Q4: Does the HC-SFE102 require homing at each startup?

This depends on the encoder variant fitted. The HC-SFE (earlier HC-SF series) generation used an incremental encoder in some configurations, which would require a homing cycle after each power cycle. The HC-SFS102 (J2S series) carries an absolute encoder that retains position through power loss.

If the installed HC-SFE102 has an incremental encoder, a homing traverse is required at startup to establish position reference.

If absolute encoder capability is important for the application — avoiding homing on restart after E-stop or power loss — the HC-SFS102 with battery-backed absolute position is the appropriate specification.
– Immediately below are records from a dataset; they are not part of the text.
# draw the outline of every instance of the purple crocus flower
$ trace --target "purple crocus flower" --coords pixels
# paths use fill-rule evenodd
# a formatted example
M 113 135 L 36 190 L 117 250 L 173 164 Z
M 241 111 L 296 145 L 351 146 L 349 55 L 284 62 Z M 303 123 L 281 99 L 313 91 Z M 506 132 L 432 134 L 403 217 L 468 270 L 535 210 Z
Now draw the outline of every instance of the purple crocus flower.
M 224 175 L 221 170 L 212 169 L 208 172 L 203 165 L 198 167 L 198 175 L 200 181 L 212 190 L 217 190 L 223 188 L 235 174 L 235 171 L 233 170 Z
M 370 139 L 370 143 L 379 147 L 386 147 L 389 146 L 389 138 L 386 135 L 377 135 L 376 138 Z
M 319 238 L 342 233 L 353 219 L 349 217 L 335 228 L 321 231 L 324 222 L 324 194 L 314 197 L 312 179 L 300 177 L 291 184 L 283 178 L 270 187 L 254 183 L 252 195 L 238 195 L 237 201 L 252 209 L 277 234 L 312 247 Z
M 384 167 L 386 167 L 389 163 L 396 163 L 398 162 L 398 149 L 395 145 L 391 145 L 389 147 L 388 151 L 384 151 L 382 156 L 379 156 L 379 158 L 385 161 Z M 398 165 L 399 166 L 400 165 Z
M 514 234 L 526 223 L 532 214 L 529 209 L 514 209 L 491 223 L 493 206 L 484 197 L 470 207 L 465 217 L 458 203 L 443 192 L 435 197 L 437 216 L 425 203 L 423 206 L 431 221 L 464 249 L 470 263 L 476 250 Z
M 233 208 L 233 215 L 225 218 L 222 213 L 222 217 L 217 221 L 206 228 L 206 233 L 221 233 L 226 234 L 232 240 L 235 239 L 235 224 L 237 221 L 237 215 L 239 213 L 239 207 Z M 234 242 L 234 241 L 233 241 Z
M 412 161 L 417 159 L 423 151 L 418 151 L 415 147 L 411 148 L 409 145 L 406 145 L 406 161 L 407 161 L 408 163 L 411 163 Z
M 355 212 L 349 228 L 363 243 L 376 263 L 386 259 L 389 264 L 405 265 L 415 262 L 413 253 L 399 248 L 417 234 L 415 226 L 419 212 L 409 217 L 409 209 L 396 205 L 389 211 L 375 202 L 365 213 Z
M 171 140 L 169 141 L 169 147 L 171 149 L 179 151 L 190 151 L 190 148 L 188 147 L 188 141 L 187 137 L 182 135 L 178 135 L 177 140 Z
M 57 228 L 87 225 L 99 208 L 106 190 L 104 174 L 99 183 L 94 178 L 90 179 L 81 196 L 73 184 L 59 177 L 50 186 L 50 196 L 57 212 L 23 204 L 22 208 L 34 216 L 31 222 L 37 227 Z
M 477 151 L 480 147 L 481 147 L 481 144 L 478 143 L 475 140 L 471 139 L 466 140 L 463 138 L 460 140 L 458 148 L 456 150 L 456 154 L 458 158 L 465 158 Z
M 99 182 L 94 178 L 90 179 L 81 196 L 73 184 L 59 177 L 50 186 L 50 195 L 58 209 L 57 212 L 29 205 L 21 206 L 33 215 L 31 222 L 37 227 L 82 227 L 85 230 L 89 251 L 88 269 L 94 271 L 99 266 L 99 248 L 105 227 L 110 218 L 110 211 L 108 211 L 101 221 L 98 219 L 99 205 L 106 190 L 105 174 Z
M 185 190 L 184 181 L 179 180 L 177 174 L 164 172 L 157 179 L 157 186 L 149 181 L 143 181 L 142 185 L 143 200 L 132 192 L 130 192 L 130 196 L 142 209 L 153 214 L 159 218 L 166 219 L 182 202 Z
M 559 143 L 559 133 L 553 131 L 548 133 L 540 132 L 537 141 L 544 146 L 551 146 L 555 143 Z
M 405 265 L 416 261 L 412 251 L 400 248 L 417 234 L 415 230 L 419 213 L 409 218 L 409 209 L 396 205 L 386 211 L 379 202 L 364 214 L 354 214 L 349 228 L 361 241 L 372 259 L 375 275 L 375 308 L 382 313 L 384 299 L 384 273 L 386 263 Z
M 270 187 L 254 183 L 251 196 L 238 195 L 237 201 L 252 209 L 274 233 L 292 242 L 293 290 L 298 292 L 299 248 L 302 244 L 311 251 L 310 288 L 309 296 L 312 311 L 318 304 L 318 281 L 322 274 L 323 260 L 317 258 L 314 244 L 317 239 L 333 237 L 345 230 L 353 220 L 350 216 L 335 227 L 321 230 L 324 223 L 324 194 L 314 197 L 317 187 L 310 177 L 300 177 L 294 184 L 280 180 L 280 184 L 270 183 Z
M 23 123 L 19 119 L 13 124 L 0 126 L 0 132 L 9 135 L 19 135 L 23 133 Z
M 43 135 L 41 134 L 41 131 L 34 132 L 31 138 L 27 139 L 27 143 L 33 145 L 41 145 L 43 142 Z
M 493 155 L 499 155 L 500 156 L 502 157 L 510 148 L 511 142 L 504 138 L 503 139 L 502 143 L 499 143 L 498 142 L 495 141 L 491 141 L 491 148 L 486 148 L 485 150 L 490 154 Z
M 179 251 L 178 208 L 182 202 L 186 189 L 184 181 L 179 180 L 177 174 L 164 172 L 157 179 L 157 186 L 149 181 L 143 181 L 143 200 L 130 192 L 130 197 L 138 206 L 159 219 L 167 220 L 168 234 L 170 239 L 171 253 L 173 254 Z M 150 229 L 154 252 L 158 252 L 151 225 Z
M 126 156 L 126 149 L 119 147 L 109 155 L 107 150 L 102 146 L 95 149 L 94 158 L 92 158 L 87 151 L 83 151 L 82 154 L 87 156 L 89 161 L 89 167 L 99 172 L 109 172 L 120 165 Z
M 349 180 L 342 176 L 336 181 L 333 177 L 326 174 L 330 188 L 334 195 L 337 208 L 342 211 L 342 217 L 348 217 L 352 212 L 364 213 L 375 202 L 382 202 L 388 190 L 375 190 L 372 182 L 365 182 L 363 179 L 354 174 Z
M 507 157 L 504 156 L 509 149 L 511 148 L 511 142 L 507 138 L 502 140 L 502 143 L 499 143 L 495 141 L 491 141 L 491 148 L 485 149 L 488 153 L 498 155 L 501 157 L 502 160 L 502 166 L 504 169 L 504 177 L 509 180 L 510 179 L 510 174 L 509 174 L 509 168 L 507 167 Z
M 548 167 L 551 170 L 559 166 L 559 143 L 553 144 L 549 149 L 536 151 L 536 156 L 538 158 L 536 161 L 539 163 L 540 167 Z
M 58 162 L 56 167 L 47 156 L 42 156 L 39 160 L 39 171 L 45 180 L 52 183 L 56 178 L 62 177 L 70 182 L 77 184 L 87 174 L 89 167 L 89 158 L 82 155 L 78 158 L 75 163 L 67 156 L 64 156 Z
Q5: What are the key checks when installing or evaluating a used HC-SFE102?

Rotate the shaft by hand and listen for bearing smoothness — the 7.3 kg motor carries larger bearings than smaller-frame motors, and bearing roughness is detectable as tactile resistance or audible grinding well before it becomes mechanically severe.

Inspect the cannon connector pins on both power and encoder cables for corrosion or bent contacts. Measure three-phase winding resistance across all phase pairs for balance, and check insulation resistance to earth with a megger; 6.0A rated current in a medium-capacity motor generates real heat, and winding insulation condition is worth verifying before installation.

Inspect the shaft surface for fretting or scoring from previous coupling installations. On a test run connected to a compatible MR-J2S amplifier, monitor following error, confirm current at no load is within expected bounds, and verify encoder feedback over a full rotation before committing the motor to production duty.